この金川には旭川旭川の支流が2本合流する場所があるので、車窓から見えるかなと楽しみにしていたのですが残念ながら見えませんでした。

ここから一旦、旭川支流沿いになり、この区間もまた水田や家並みが美しく、山には戦後植林された杉や檜と思われる木々が成長しているのが見えました。

山を越えるとまたはっとするような街並みがあらわれ、建部駅周辺では蔵と母屋が一体になった造りの家がいくつも見えました。

 

ふたたび旭川に近づき、中流なのに川幅が広くゆったりとした流れが見え、福渡駅に到着しました。

金川駅で6分停車した後は、乗客も少なく、皆さん車窓の風景は見慣れているせいか爆睡している人も増えましたが、その中で静かに勉強していた学生さんたちがこの福渡駅で一斉に降りました。

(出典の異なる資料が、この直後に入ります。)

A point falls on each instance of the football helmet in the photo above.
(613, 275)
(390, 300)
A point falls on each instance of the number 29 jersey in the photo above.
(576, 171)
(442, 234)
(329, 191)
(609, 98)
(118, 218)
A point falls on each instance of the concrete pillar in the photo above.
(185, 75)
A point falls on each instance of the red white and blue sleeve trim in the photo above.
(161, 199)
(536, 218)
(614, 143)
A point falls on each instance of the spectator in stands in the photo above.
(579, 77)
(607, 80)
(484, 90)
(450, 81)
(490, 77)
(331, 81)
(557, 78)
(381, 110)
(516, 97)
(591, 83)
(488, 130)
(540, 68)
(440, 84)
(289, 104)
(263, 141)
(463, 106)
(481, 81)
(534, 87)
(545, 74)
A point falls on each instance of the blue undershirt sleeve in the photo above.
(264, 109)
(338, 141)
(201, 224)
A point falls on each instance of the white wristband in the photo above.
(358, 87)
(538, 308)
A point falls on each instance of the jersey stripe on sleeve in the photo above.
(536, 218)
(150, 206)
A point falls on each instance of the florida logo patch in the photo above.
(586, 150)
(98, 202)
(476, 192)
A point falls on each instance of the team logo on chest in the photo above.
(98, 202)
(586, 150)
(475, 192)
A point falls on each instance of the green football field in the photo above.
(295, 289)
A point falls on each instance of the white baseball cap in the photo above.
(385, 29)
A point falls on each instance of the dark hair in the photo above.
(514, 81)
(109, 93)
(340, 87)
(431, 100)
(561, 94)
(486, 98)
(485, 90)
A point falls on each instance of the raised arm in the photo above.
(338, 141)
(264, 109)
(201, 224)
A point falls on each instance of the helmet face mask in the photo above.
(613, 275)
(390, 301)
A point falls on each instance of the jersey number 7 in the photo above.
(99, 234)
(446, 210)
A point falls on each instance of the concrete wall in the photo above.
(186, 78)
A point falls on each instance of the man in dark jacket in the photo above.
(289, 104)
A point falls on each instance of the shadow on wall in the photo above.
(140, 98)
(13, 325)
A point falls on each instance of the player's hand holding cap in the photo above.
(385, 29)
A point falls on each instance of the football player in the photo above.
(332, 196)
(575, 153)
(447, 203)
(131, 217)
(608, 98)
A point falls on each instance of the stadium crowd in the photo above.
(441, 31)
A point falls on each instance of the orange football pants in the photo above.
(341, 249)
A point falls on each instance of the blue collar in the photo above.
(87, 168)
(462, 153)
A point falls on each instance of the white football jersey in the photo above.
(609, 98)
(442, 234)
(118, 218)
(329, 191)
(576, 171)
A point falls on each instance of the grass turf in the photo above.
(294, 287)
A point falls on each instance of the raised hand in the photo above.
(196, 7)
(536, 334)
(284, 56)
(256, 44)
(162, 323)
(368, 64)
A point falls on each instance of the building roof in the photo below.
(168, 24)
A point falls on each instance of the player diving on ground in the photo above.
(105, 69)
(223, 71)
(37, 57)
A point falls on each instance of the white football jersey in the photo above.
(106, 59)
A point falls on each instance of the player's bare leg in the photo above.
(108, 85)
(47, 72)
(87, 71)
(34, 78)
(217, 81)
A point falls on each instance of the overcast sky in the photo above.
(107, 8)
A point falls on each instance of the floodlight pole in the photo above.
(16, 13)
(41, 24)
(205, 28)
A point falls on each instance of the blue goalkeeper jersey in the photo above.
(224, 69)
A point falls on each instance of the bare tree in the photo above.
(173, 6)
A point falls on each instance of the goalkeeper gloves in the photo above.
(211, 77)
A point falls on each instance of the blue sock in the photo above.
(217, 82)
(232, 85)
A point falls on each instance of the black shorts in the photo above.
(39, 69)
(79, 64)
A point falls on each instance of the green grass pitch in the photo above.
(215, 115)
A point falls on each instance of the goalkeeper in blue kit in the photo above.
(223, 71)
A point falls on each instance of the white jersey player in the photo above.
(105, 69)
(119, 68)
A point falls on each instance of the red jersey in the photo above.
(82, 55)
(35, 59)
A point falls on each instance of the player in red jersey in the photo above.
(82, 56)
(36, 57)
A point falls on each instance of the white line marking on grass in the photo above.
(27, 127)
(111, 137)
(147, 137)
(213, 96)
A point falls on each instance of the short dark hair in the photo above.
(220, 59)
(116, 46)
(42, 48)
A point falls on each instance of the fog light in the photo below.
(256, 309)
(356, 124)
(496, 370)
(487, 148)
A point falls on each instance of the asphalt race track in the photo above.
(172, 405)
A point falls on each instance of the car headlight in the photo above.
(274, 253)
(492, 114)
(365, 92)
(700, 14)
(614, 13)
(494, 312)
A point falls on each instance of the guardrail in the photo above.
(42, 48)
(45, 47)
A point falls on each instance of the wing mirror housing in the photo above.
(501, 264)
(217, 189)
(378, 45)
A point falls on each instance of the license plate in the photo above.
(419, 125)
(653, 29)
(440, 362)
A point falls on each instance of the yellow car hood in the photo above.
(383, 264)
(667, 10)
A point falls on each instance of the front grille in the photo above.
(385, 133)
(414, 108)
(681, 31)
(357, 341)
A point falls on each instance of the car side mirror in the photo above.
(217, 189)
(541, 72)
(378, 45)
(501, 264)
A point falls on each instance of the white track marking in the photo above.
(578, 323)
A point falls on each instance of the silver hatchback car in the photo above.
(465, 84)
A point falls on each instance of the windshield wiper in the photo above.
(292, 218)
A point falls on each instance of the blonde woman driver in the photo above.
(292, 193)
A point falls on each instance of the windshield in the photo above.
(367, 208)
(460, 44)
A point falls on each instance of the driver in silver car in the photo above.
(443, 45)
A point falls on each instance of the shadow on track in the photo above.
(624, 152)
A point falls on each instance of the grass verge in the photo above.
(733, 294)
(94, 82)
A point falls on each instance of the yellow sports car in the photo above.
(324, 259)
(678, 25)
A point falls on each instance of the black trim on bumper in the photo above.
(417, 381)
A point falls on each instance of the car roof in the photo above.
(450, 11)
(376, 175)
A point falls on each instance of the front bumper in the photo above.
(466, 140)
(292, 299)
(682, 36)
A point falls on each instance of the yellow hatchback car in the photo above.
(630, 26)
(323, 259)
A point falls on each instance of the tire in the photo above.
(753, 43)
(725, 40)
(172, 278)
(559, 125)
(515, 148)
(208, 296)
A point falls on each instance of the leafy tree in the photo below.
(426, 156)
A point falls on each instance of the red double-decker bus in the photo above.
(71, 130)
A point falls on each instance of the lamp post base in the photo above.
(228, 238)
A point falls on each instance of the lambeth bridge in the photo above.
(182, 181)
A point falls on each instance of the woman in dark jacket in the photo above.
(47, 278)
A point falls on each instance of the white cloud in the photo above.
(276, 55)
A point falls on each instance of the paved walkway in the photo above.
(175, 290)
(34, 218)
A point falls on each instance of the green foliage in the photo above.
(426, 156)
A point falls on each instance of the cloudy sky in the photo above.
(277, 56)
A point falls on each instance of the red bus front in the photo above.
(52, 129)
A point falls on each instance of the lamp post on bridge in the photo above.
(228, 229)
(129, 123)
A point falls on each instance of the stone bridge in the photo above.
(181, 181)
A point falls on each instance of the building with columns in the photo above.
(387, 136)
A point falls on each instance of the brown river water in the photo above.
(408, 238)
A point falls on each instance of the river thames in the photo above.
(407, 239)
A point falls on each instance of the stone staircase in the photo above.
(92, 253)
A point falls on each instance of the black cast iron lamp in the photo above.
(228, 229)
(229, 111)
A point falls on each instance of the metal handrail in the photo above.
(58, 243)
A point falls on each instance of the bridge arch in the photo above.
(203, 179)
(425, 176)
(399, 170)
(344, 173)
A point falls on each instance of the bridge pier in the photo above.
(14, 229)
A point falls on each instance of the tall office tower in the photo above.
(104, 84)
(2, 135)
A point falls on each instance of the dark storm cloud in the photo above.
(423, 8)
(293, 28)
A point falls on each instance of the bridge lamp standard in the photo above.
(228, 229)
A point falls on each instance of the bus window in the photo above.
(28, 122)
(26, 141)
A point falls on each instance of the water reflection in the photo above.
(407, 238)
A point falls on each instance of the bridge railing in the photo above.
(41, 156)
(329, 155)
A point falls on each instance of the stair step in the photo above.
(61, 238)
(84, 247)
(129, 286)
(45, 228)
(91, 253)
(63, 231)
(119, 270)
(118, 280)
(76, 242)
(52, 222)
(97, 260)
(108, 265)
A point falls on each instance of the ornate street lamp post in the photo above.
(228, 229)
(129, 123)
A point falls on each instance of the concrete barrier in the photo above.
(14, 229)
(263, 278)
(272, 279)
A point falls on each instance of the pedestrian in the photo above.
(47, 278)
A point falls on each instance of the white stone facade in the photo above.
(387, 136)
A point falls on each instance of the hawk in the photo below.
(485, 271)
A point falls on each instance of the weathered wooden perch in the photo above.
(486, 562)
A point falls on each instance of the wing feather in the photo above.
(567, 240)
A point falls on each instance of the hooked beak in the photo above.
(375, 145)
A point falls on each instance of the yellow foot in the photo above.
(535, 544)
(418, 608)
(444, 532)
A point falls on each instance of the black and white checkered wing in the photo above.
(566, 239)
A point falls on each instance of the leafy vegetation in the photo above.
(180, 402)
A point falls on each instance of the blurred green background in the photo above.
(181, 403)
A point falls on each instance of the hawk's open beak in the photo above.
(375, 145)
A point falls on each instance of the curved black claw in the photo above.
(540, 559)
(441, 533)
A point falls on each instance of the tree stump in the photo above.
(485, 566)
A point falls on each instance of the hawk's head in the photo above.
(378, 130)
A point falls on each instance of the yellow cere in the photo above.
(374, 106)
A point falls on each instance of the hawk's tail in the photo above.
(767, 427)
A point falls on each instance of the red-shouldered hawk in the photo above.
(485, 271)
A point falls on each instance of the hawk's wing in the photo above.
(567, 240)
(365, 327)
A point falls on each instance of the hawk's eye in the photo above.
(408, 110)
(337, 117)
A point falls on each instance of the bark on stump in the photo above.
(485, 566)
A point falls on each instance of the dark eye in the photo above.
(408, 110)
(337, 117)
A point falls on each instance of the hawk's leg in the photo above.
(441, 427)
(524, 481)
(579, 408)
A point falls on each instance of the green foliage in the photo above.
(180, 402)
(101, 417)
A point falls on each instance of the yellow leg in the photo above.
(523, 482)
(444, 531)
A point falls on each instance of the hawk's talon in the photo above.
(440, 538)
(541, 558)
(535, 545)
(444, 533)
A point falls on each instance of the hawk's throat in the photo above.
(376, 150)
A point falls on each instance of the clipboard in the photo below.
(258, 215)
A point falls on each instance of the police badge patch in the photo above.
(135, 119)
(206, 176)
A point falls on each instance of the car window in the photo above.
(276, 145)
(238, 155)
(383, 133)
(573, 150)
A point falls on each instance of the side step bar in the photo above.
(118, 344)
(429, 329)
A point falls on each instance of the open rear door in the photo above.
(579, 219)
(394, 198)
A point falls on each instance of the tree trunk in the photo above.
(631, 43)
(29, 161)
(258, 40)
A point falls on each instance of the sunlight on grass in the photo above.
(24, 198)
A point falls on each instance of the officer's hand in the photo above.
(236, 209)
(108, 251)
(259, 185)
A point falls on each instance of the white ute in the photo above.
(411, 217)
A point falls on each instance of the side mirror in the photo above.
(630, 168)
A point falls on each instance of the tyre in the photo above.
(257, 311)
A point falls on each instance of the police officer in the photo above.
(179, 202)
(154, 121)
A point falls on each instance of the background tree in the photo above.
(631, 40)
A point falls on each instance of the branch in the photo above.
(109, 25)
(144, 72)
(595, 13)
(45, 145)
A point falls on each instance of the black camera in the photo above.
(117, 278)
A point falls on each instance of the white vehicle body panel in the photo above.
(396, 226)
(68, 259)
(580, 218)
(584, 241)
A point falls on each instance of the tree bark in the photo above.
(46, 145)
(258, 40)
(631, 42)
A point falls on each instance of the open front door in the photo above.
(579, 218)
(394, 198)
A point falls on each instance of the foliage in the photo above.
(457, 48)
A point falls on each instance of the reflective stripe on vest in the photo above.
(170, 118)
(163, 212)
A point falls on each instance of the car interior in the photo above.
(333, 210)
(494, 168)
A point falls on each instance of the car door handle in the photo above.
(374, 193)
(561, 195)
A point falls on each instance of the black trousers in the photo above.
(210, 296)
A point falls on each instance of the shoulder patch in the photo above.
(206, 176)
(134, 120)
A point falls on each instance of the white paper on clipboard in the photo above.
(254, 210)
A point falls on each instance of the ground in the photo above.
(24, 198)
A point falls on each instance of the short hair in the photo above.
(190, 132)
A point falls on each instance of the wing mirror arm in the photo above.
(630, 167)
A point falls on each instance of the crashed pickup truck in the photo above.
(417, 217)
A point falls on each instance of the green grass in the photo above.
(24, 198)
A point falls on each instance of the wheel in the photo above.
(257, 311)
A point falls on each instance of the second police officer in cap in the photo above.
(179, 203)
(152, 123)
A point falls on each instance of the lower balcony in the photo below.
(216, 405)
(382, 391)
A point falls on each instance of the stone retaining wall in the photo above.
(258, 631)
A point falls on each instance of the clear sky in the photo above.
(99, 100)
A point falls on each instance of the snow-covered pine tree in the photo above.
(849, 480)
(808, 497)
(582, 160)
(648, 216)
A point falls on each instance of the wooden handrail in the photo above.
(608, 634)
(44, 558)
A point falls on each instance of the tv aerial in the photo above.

窓の外に岡山・建部医療福祉専門学校が見えました。心の中で「勉強頑張って!」とエールを送りました。

 

この福渡駅の少し先で旭川は西側へと向きを変え、津山線旭川の支流沿いに進み、小原駅の手前でこの支流からも離れます。

 

 

干拓地とは違う水田風景*

 

 

福渡駅を過ぎると、支流に沿って線路のカーブが続きながら、風景が刻々と変化していきます。

神目駅のあたりではわずかの平地に整然とつくられた水田が多かったのが、突然、棚田の風景になりました。

弓削駅のあたりではまた採掘場が見えました。魚の鴟尾のある家を見かけるようになりました。

 

誕生寺駅を過ぎると大きなため池が見え、そしてじきに小原駅に到着しました。

水道管が鉄道の上を走っている場所がありました。水源はどこなのでしょう。

地図で見直すと、旭川の小さな支流からつくられたため池で、その先の小原駅をはさんだわずか数百メートルが、岡山平野を作り出した三大河川の二つの川の分水嶺でしょうか、こんどは吉井川の支流になるようです。

 

分水嶺と思われる場所を過ぎると、下り坂になり、吉井川の支流沿いにまた水田が見え始めました。

白鷺がたくさんいます。6月下旬、田植えが終わったばかりのあぜ道に月見草が咲き始めていました。

 

魚の鴟尾と黒い瓦の家が増え、少し山陰地方を思い出すような風景になり、津山駅に到着しました。

 

 

母の記憶に残る津山は、もしかしたら倉敷周辺とは違う水田の風景や山の中を流れる川の風景、そして倉敷よりもさらに長い年月をかけて人が生活を築いてきたことをどこかに感じたからではないか。

そんなことを思いながら、念願の津山線の車窓の風景が終わりました。